2) Exchange of services

Are you good at something in the author business? Writing blurbs? Formatting? Cover editing? Or maybe you know some authors who are starting out too. Exchange work with others so you can get editing and beta reading done. You’ll be surprised how many people are willing to do the above. And how many authors I know who end up doing editing because that pays the bills while they write their own work.

3) Partial edit

Got a short story written? Got the first few chapters? Try getting that professionally edited instead of an entire novel. Much cheaper and you can learn what you do wrong, and fix that in future books.

4) New editors

In this case, you’re looking to use very new editors – those in school, individuals living in other (non-Western) countries. Quality here might be subjective and you’d have to test them significantly to see if they are up to standards, but you can find good people this way.
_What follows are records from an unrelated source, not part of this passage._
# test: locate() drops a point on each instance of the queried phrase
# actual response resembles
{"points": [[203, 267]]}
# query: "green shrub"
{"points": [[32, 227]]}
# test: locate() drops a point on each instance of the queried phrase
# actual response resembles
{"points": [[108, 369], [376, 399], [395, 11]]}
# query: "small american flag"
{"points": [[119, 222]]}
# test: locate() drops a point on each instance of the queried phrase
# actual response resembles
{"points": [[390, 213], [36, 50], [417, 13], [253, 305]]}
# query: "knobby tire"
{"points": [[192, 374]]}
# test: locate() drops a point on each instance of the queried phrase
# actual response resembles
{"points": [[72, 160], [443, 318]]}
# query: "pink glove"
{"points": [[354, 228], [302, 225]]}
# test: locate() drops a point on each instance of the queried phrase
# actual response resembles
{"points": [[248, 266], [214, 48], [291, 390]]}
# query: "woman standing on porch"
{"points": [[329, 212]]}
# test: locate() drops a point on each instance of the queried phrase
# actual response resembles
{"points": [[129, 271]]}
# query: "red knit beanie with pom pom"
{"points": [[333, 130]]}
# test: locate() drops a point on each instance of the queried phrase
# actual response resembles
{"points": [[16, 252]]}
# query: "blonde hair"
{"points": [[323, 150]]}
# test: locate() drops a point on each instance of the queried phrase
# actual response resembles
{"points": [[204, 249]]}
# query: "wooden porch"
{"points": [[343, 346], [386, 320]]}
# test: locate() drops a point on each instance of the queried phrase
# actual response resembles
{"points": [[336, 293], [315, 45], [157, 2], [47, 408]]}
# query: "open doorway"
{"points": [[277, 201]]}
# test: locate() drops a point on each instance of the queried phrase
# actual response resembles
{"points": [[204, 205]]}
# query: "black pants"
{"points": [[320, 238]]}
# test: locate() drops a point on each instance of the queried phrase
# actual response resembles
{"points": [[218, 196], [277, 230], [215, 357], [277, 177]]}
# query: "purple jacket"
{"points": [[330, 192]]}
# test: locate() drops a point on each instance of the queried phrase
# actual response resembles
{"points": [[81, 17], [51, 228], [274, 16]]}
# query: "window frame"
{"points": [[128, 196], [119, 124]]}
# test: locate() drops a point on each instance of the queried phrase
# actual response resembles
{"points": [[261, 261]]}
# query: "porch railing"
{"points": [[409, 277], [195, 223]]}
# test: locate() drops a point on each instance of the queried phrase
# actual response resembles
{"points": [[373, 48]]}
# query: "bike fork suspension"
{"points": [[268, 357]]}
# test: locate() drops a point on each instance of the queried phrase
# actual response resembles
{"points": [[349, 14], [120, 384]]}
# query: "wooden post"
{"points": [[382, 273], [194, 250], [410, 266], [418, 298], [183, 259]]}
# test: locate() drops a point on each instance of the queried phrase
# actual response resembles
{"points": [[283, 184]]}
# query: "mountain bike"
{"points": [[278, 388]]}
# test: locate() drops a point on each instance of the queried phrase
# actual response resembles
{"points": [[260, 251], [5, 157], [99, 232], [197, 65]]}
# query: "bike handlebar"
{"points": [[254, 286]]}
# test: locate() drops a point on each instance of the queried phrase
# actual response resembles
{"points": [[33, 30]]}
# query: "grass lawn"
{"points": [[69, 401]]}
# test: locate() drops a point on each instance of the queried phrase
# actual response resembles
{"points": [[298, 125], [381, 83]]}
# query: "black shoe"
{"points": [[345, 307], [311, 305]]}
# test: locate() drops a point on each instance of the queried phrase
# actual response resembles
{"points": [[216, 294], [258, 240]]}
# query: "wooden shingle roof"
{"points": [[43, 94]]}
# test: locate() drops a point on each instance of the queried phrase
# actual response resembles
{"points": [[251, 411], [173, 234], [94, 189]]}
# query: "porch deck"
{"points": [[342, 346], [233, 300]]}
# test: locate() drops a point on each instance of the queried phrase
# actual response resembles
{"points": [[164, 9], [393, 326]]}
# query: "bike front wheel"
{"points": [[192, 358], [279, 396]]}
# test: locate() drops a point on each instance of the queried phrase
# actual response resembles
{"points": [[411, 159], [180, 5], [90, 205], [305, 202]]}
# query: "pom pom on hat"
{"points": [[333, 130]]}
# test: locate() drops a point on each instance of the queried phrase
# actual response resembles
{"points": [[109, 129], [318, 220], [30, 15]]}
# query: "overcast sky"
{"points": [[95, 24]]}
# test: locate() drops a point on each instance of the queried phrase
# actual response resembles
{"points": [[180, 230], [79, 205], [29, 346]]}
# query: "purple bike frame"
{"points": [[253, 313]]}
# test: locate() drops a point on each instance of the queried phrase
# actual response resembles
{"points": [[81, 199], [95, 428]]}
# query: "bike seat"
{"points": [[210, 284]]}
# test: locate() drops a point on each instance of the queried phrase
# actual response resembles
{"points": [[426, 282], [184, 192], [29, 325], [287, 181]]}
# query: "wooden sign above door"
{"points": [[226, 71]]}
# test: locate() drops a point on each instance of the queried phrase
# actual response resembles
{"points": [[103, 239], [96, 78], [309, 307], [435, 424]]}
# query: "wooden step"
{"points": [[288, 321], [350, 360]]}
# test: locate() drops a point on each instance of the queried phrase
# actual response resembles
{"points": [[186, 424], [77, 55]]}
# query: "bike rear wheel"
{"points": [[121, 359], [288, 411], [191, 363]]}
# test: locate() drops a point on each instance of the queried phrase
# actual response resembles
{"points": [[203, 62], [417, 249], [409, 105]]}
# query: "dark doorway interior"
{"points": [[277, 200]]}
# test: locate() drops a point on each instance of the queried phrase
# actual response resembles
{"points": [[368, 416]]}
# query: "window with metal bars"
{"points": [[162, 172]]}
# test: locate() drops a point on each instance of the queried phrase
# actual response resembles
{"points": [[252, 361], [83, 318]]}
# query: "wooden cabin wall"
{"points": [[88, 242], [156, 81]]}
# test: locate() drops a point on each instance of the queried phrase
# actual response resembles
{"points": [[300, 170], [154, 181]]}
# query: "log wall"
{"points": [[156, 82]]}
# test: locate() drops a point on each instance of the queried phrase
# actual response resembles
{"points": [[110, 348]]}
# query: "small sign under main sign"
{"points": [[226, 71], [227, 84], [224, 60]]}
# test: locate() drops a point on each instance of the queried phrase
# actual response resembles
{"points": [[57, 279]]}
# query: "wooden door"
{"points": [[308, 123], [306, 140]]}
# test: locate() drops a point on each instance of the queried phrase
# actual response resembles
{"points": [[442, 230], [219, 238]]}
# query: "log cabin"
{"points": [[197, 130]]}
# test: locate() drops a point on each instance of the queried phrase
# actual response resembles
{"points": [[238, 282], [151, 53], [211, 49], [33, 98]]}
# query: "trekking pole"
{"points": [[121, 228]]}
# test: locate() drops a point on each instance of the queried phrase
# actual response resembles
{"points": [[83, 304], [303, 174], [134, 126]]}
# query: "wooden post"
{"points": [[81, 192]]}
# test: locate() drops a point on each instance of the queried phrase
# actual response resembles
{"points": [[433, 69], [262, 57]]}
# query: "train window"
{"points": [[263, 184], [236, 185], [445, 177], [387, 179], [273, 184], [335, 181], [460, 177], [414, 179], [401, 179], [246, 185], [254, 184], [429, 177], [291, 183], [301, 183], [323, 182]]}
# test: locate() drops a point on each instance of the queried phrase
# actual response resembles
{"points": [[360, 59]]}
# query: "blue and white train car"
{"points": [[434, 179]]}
5) Publish in non-picky markets

Web serials for example published in places like Royal Road or Webnovel have readers that are much more forgiving than Amazon or other ‘professional’ locations. Pre-publishing in those locations can offer opportunities to make money (e.g. Patreon or kofi donations) and often have readers who are willing to pick at your text to help you fix issues.

And that’s all I have.

One last thing – again, reminder that you can publish and potentially do well in hot genres without editing. The market is certainly much harsher in established genres and there is a minimum requirement, but it is lower than many people think. 

While editors can and do make work better, if you have the choice of publishing or not, I’d recommend the first.